On apprend au passage que les Chinois savent couler une dalle de béton en une fois (quelle performance inouïe) quand EDF le fait en trois fois et avec des joints défaillants. Mais Le Monde n’est pas seul : de toute évidence, il y avait un gros contingent de journalistes dans la délégation gouvernementale française en visite à Pékin ces jours-ci, mais aussi assurément des lobbyistes de l’atome puisque la plupart des médias concernés relaient les mêmes inepties (des centaines de réacteurs « bientôt construits », etc).

Au final, nous sommes pourtant confortés dans nos prévisions : les Chinois vont faire bien moins de réacteurs qu’annoncé et, après avoir « picoré » auprès des différents constructeurs (USA, Russie, Canada, France, etc), ils vont se recentrer sur un ou deux modèles, l’EPR étant évidemment écarté.
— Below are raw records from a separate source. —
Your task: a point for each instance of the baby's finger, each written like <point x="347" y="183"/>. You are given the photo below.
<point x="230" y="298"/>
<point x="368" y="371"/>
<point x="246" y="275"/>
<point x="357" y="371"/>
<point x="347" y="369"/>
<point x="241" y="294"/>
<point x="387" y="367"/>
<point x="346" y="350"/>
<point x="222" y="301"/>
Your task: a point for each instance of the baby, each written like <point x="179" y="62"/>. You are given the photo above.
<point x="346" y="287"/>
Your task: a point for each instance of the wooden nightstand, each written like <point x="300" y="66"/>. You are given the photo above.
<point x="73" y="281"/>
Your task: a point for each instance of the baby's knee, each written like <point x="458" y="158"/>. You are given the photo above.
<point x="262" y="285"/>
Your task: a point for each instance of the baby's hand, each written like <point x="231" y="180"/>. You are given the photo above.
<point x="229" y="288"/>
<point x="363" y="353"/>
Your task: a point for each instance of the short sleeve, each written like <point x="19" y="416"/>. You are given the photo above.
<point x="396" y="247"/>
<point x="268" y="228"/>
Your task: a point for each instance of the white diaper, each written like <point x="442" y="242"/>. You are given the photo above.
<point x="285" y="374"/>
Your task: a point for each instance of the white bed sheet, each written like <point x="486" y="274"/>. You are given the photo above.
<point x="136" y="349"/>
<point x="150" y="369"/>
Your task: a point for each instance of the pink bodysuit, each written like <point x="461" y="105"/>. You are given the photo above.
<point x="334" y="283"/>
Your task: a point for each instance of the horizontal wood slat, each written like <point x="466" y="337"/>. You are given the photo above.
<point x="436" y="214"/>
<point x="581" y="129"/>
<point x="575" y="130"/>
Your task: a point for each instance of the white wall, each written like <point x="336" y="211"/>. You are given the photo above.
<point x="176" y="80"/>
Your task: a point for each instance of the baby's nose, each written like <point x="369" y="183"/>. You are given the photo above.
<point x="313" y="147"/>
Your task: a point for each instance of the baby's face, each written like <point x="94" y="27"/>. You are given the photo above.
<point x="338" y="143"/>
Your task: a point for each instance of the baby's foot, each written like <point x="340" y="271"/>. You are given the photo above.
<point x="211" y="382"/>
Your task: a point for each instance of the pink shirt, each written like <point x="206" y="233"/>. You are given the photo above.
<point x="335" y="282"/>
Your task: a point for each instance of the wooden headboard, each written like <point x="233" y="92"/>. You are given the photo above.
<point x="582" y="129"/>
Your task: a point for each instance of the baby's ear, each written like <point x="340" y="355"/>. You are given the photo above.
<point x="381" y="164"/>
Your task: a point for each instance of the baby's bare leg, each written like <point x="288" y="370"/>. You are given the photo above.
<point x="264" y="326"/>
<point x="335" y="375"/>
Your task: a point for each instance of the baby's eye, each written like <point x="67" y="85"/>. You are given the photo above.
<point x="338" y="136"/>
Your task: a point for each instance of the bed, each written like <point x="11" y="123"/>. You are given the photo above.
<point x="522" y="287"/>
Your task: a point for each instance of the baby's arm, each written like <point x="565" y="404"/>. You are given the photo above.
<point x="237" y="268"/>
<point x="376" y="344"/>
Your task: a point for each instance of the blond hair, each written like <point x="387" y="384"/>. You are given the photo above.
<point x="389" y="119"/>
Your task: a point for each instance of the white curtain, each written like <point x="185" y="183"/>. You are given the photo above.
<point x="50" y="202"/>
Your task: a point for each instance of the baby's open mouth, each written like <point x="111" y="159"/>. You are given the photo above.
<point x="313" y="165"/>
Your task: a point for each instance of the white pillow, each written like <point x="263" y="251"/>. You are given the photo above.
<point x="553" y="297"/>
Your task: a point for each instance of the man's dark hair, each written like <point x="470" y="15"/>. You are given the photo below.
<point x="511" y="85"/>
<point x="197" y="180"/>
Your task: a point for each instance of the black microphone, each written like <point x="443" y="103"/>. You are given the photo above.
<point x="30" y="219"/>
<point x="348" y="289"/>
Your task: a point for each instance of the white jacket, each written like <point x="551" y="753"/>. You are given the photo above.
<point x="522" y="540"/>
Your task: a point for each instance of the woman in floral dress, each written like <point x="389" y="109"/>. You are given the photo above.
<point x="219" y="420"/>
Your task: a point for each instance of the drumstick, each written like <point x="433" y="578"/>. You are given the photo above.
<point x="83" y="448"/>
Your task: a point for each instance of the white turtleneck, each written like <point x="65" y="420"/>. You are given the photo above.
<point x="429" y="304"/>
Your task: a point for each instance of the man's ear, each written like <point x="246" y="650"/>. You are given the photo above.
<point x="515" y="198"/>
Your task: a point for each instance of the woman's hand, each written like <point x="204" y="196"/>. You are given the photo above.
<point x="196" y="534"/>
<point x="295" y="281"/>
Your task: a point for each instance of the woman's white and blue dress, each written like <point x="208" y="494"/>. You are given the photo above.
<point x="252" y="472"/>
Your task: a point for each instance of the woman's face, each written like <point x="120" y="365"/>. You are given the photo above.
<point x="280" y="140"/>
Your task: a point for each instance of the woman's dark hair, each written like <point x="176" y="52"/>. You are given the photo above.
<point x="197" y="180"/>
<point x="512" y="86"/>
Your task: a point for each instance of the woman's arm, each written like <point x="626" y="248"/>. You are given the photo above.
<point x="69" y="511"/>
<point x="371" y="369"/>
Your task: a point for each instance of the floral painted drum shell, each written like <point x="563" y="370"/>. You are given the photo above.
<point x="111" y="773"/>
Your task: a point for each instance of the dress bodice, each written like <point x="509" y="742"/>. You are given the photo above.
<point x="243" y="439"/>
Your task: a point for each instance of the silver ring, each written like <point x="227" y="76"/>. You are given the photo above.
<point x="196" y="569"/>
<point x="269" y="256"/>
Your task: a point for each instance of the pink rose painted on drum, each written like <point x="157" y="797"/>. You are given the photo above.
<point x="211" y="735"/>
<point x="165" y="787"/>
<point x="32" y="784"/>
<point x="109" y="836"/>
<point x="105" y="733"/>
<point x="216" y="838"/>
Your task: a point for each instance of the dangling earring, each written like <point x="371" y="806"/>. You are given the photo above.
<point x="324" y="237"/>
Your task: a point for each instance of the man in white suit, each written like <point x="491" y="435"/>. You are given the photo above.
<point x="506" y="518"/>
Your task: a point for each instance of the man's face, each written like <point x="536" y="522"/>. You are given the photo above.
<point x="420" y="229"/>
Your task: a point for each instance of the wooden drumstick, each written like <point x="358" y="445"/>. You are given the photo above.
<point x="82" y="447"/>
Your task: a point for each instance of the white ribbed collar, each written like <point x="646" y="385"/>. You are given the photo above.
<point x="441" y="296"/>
A suivre...

Nucléaire : la bombe à retardement du démantèlement

  • Grand reportage audio de RFI : « Allemagne, le laborieux démantèlement des centrales nucléaires »

Très intéressant reportage où il est en particulier question de vieux réacteurs soviétiques installés en ex-RDA, définitivement arrêtés après la chute du mur de Berlin quand leurs graves défaillances ont été enfin connues. Ce qui n’empêche pas certains nostalgiques de l’atome (et peut-être du « socialisme réel ») de rendre « les écologistes » responsables de tous les problèmes sociaux !

On regrettera par contre le titre de cette enquête qui pourrait laisser à penser que, tout compte fait, il vaut mieux ne pas arrêter les centrales nucléaires... comme si l’on pouvait reporter indéfiniment leur démantèlement. Au risque de nous répéter, rappelons que les problèmes viennent des gens qui ont fait construire des centrales nucléaires et non pas de ceux qui ont la bonne idée de les arrêter...

Déchets nucléaires : le Pape est attendu à BURE (Meuse) !

Jeudi 10 janvier

Projets nucléaires en Grande-Bretagne : EDF à genoux devant les Chinois !

Nous avons régulièrement évoqué ces dernières semaines les rêves désespérés d’EDF d’éviter la désagrégation en construisant des réacteurs EPR en Grande-Bretagne. Car tous les autres « marchés » se sont évanouis (USA, Italie, Émirats, Tchéquie, etc) ou sont en passe de le faire. Or, de la même façon que l’italien Enel s’est retiré du projet EPR de Flamanville (EDF devant même ayer des intérêts !), le britannique Centrica s’apprête à quitter avec fracas EDF et ses projets fantômes d’EPR.

Alors, une fois de plus, les Chinois (et leurs gros chéquiers) sont espérés, en dernier recours. Les Zorros pour sauver les zéros. Problème : si jamais les Chinois acceptent, ce sera pour diriger, et de fait ils écarteront ce pauvre EPR. Par ailleurs, rien ne dit que les Britanniques accepteront de voir un partenaire affaibli et soumis (EDF) débordé par de puissants « envahisseurs ». Tout laisse à penser que, une nouvelle fois, la pire des panades attend EDF et le nucléaire français.

L’Observatoire du nucléaire s’attaque (à juste titre) aussi au CNRS !

Pour se dégourdir les jambes avant de combattre le monstre Areva, l’Observatoire du nucléaire s’en prend au CNRS mais, là aussi, totalement à juste titre. Voyez plutôt. Le 7 janvier 2013, le CNRS annonce la publication d’un grand document multimédia sur le nucléaire, prétendant que "Cette animation donne au grand public des clés pour mieux comprendre la problématique du nucléaire et ainsi participer au débat qui se déroulera de janvier à avril 2013."

Le CNRS pouvait éventuellement prendre position en faveur de l’atome, mais à condition de le faire de façon affichée et assumée. Au contraire, jouant de son statut d’organisme public, le CNRS laisse habilement penser que le contenu de son document est non partisan et ne fait que présenter de façon neutre et honnête les éléments du débat sur le nucléaire.

Or il s’agit d’une tromperie délibérée. Heureusement, elle a été entièrement disséquée par le service documentation de l’Observatoire du nucléaire. Ce dernier demande au CNRS d’afficher clairement son engagement partisan en faveur de l’atome ou, mieux, de remplacer son document par un autre qui soit, cette fois-ci, réellement honnête et non-partisan.